Hi! I want to use torch.multiuprocessing
to speed-up my training process. In short, the original training structure is as below.
train_loader = DataLoader(train_dataset, batch_size=train_batch, shuffle=True)
model = Model(...)
optimizer = optim.SGD(model.parameters(), ...)
for i in range(epochs):
for pos, neg in enumerate(train_loader):
pos = pos.to(device).to(torch.long)
neg = neg.to(device).to(torch.long)
optimizer.zero_grad()
loss = model(pos, neg)
loss.backward()
optimizer.step()
I want to use multiprocessing in each epoch, so I changed my code structure into this:
def train(model, train_loder, device):
optimizer = optim.SGD(model.parameters(), ...)
for pos, neg in enumerate(train_loader):
pos = pos.to(device).to(torch.long)
neg = neg.to(device).to(torch.long)
optimizer.zero_grad()
loss = model(pos, neg)
loss.backward()
optimizer.step()
train_loader = DataLoader(train_dataset, batch_size=train_batch, shuffle=True)
model = Model(...)
for i in range(epochs):
processes = []
for rank in range(num_processes):
p = mp.Process(target=train, args=(model, train_loader, device))
p.start()
processes.append(p)
for p in processes:
p.join()
But when I ran, I got errors I don’t understand: (My system is Win10)
THCudaCheck FAIL file=C:\w\1\s\windows\pytorch\torch/csrc/generic/StorageSharing.cpp line=245 error=71 : operation not supported
Traceback (most recent call last):
File "D:/PyCharm/Projects/TransE/train.py", line 113, in <module>
p.start()
File "D:\Python3.7.3\lib\multiprocessing\process.py", line 112, in start
self._popen = self._Popen(self)
File "D:\Python3.7.3\lib\multiprocessing\context.py", line 223, in _Popen
return _default_context.get_context().Process._Popen(process_obj)
File "D:\Python3.7.3\lib\multiprocessing\context.py", line 322, in _Popen
return Popen(process_obj)
File "D:\Python3.7.3\lib\multiprocessing\popen_spawn_win32.py", line 89, in __init__
reduction.dump(process_obj, to_child)
File "D:\Python3.7.3\lib\multiprocessing\reduction.py", line 60, in dump
ForkingPickler(file, protocol).dump(obj)
File "D:\Python3.7.3\lib\site-packages\torch\multiprocessing\reductions.py", line 232, in reduce_tensor
event_sync_required) = storage._share_cuda_()
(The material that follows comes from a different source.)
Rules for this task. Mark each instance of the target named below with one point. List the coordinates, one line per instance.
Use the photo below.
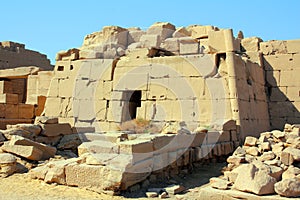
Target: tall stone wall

RuntimeError: cuda runtime error (71) : operation not supported at C:\w\1\s\windows\pytorch\torch/csrc/generic/StorageSharing.cpp:245
Traceback (most recent call last):
File "<string>", line 1, in <module>
File "D:\Python3.7.3\lib\multiprocessing\spawn.py", line 105, in spawn_main
exitcode = _main(fd)
File "D:\Python3.7.3\lib\multiprocessing\spawn.py", line 115, in _main
self = reduction.pickle.load(from_parent)
Is my structure wrong? And how to fix it? Thanks!
PS: It seems that there are not many tutorials on how to use torch.multiprocessing. And I am not familiar with multiprocessing …